Dáil debates

Wednesday, 20 May 2009

Photo of Dan NevilleDan Neville (Limerick West, Fine Gael)

I thank the Ceann Comhairle for taking my question, but I am deeply disappointed that the Government is not in a position to reply. The Minister stated that he was not responsible and my question to the Government on the Central Mental Hospital at Thornton Hall has been ignored. Where does collective responsibility enter into it? I am surprised that the Minister of State, Deputy Moloney, is not present, since this is an issue for him. The Government has chosen to ignore what the Ceann Comhairle and I agreed was an issue arising from changes in the Thornton Hall project.
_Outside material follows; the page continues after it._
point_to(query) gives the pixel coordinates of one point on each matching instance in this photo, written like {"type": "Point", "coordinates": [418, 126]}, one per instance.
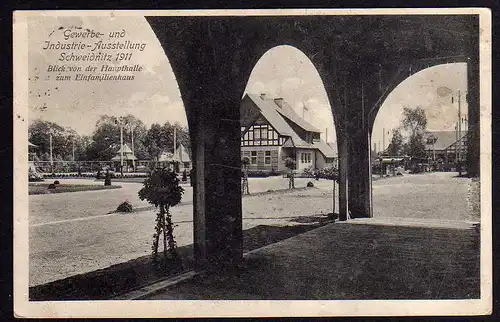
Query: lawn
{"type": "Point", "coordinates": [43, 188]}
In transferring the Central Mental Hospital to a location adjacent to a prison, the Government is ignoring the human rights of people with mental illness. To locate a mental illness therapeutic facility beside a prison stigmatises and discriminates against its patients. Not only was the proposal roundly rejected by the Central Mental Hospital's families, carers and patients, the voluntary organisations, the Mental Health Commission, the hospital's clinical director and the Irish Human Rights Commission, it flies in the face of the core values and principles enshrined in the report on the mental health services, A Vision for Change, the recommendations of which have been accepted by the Government as policy.

Informing the Minister is pointless given the circumstances, but we were informed that a reason for moving the Central Mental Hospital from the lands in Dundrum was their value to the State. In changed circumstances, their value has been reduced considerably. For the reasons that I have outlined, the decision to locate the hospital beside a prison should be revisited.